How High is the Cliff if Radio Waves Interfere at 25 Degrees?

[a.a]

Homework Statement

Radio waves of wavelength 250 meters from a star reach a radio telescope by two separate paths. One is a direct path to the receiver which is situated on the edge of a cliff by the ocean. The second is by reflection off the water. The first minimum of destructive interference occurs when the star is 25 degrees above the horizon. Find the height of the cliff.

We know the path difference is 125 meters since first minimum occurs at 25 degrees, so the difference is half a wavelength.

I just found phase difference (=half wavelength) and found path difference (from: phase difference = 2pi*phase difference/wavelength)
Then I used height = phase difference*sin theta
but that didnt work
any advice

 

[Doc Al]

Draw yourself a diagram showing the two rays (one direct; one reflected) and use it to find the difference in path length between them.

 

[a.a]

I did.. I got 5504.29 as my path diff,
PD= (lambda)^2/4pi

thats from phase difference = half lambda = 2pi PD/lambda
Where am i going wrong?
After I found PD.. from my diagram i found that H= PD sin 22/sin46

 

[Doc Al]

I did.. I got 5504.29 as my path diff,
PD= (lambda)^2/4pi

thats from phase difference = half lambda = 2pi PD/lambda
Where am i going wrong?

I don't quite understand what you're doing here. As you said in your first post, the path difference must be λ/2.
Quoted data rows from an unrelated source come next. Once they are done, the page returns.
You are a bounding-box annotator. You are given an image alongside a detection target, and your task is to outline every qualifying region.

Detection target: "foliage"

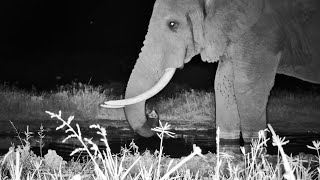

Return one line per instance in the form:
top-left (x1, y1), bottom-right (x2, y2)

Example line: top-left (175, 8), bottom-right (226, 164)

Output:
top-left (0, 111), bottom-right (320, 180)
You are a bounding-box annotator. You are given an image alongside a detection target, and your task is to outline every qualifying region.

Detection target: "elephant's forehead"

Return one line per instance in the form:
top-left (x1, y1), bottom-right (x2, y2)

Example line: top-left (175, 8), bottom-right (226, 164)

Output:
top-left (154, 0), bottom-right (198, 16)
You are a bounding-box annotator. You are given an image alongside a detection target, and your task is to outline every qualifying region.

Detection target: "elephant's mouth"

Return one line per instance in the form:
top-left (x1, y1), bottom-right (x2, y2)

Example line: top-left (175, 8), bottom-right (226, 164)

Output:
top-left (100, 68), bottom-right (176, 108)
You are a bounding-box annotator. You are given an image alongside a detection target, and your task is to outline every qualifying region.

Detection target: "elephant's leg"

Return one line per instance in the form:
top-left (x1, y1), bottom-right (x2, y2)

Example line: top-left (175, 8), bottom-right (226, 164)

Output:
top-left (233, 44), bottom-right (281, 142)
top-left (214, 58), bottom-right (240, 140)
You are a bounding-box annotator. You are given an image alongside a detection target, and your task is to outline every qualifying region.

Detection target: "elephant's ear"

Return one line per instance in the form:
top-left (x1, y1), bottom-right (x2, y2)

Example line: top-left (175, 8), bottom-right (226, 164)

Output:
top-left (201, 0), bottom-right (265, 62)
After I found PD.. from my diagram i found that H= PD sin 22/sin46

Some problems with your diagram:
(1) The light rays from the star are parallel.
(2) What you've labeled as PD Δx is not the path difference.
(3) Your diagram shows the angle as 22 degrees, not 25.

 

[a.a]

Sorry, my numbers are different, the angle from horizontal is 22 and my wavelength is 263 m.. so the question would read:
Radio waves of wavelength 263 meters from a star reach a radio telescope by two separate paths. One is a direct path to the receiver which is situated on the edge of a cliff by the ocean. The second is by reflection off the water. The first minimum of destructive interference occurs when the star is 23 degrees above the horizon. Find the height of the cliff.

Okay.. does this diagram look better?
Phase difference is half lambda.. path difference is something else, isn't it?

 

[a.a]

phase difference=(2pi* path difference)/labmda

 

[Doc Al]

Sorry, my numbers are different, the angle from horizontal is 22 and my wavelength is 263 m.. so the question would read:
Radio waves of wavelength 263 meters from a star reach a radio telescope by two separate paths. One is a direct path to the receiver which is situated on the edge of a cliff by the ocean. The second is by reflection off the water. The first minimum of destructive interference occurs when the star is 23 degrees above the horizon. Find the height of the cliff.

OK.

Okay.. does this diagram look better?

Not really. I want to see two parallel rays coming from that star. (The star is very far away.) Those rays make an angle of 22 degrees with the horizontal.

Phase difference is half lambda.. path difference is something else, isn't it?

Imagine that the two rays start out with the same phase as they leave the star. The difference in their path lengths must equal λ/2.

 

[a.a]

is this better?

 

[a.a]

where would i go from here?

 

[Doc Al]

is this better?

Much better! But what you've labeled as λ/2 is not right. You need to compare that distance with the distance that the other ray travels (the hypotenuse of the triangle). The difference will be the path difference.

 

[a.a]

So, in this diagram half lamda = H-X

so how do we go about finding H or X?
nothing is given...:S
Probably a lot of trigs, do the angles in my second diagram make sence?
If so then I get:
sin 22= hyp (h)/(half lambda +X)
and I don't really know where to go from there..

 

[Doc Al]

So, in this diagram half lamda = H-X

OK.

so how do we go about finding H or X?
nothing is given...:S

H and X are part of a right triangle, so they are related. (Find the angle of that triangle.)

 

[a.a]

related by pythagorean? How does that help us?

 

[Doc Al]

related by pythagorean? How does that help us?

Even easier is to use some trig to relate H and X. Add to that the equation H - X = λ/2. Then you can solve for H. Once you have that, use some more trig to find the height of the cliff.

 

[a.a]

sorry about the late reply,
I only got as far as :
sin 46 = X/H = (H-half lambda)/H
Solved for H and got 468.54
Then: sin 22 = h/H
and got h= 175.5
Is that right?

 

[a.a]

nope...I got it wrong...?

 

[Doc Al]

sorry about the late reply,
I only got as far as :
sin 46 = X/H = (H-half lambda)/H
Solved for H and got 468.54
Then: sin 22 = h/H
and got h= 175.5
Is that right?

Looks right to me.